Jack respondió al primer tono. Cuando estaban en el complejo o delante de otras personas, él siempre llamaba a Douglas «señor Connelly», pero cuando estaban solos era «Doug».
—¿Cómo está Kate?
—No hay ninguna novedad.
—¿Fuiste ayer a la propiedad?
—No, quería pero no. Fui dos veces al hospital, y los jefes de bomberos estuvieron aquí anoche. Tú sí pasaste por allí, ¿verdad?

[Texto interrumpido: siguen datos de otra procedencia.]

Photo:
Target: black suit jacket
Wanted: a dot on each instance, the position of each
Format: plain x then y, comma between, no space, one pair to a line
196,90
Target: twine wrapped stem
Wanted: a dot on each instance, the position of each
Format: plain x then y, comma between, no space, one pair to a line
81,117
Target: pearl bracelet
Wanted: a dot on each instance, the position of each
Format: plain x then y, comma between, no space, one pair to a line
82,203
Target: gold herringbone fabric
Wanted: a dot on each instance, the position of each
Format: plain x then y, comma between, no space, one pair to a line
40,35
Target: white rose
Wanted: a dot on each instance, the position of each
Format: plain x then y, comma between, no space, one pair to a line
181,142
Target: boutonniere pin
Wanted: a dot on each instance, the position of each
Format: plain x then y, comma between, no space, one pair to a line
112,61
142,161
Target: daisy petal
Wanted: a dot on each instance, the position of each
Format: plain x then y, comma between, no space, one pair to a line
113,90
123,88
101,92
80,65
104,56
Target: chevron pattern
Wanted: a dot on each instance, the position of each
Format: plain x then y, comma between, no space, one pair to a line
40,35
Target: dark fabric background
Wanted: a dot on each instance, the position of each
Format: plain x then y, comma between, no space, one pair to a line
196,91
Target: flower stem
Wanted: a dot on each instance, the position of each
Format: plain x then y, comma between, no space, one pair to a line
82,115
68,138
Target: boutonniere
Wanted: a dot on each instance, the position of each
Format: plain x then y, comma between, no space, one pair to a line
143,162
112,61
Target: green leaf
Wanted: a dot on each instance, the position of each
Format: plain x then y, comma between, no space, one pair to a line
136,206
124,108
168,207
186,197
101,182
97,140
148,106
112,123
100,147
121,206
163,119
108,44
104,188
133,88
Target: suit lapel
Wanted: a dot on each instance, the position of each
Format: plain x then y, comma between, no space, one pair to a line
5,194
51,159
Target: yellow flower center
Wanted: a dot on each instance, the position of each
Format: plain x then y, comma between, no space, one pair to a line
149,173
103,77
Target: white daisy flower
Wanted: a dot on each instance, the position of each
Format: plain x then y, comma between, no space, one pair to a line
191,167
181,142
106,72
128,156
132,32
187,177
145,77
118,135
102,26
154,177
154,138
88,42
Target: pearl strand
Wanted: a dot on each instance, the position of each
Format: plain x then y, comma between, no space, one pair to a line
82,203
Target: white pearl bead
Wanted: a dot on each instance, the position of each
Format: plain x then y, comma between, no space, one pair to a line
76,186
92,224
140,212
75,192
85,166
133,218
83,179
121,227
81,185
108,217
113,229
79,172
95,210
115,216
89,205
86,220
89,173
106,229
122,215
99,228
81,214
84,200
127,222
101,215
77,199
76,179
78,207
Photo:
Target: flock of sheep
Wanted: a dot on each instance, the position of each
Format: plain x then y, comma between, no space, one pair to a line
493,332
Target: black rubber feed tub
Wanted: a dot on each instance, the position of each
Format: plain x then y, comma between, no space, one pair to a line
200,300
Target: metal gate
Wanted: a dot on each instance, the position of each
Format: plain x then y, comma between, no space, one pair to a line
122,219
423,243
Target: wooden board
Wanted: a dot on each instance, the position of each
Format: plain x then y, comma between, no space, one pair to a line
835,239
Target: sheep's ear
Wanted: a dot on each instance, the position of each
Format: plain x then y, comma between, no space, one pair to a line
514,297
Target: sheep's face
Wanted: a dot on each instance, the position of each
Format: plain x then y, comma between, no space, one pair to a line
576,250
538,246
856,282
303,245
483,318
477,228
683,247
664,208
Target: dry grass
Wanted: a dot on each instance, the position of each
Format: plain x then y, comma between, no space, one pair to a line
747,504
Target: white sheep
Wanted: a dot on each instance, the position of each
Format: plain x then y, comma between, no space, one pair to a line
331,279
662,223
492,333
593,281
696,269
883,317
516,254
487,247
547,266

—Fui directamente desde el hospital. Los jefes de bomberos se pusieron bastante duros con el tema de la falta de seguridad en las instalaciones. —Jack Worth parecía preocupado—. Tengo la sensación de que, como soy el jefe de fábrica, creen que debí insistir en que las cámaras funcionaran. Ya les dije que ibas a vender el lugar por un buen precio.
A Doug no le gustaba el miedo que se apreciaba en el tono de Jack.
—Algunos empleados de la fábrica han llamado a la mujer de Gus —dijo Jack—. Ya sabes lo popular que era. Ella les dijo que hoy se celebraría el velatorio en la Funeraria Walters, en Little Neck, de cuatro a ocho. Gus no se relacionaba contigo ni conmigo después del despido, así que no sé si iré.
—Creo que deberías hacerlo —repuso Doug con determinación—. Y yo también iré. Eso demostrará nuestro respeto por Gus. —Miró el reloj—. Estaré allí a eso de las seis. —Lo pensó un momento y supo que no quería cenar con ninguna de las mujeres que tenía anotadas en la agenda—. ¿Por qué no vas a la misma hora y después vamos a comer algo?
—Me parece bien. —Jack Worth dudó un instante y añadió—: Doug, ten cuidado con lo que bebes hoy. Tiendes a irte de la lengua cuando bebes demasiado.
Aunque sabía que era cierto, Douglas Connelly se enojó por la sugerencia y dijo en un tono cortante:
—Te veo a eso de las seis. —Y colgó el teléfono.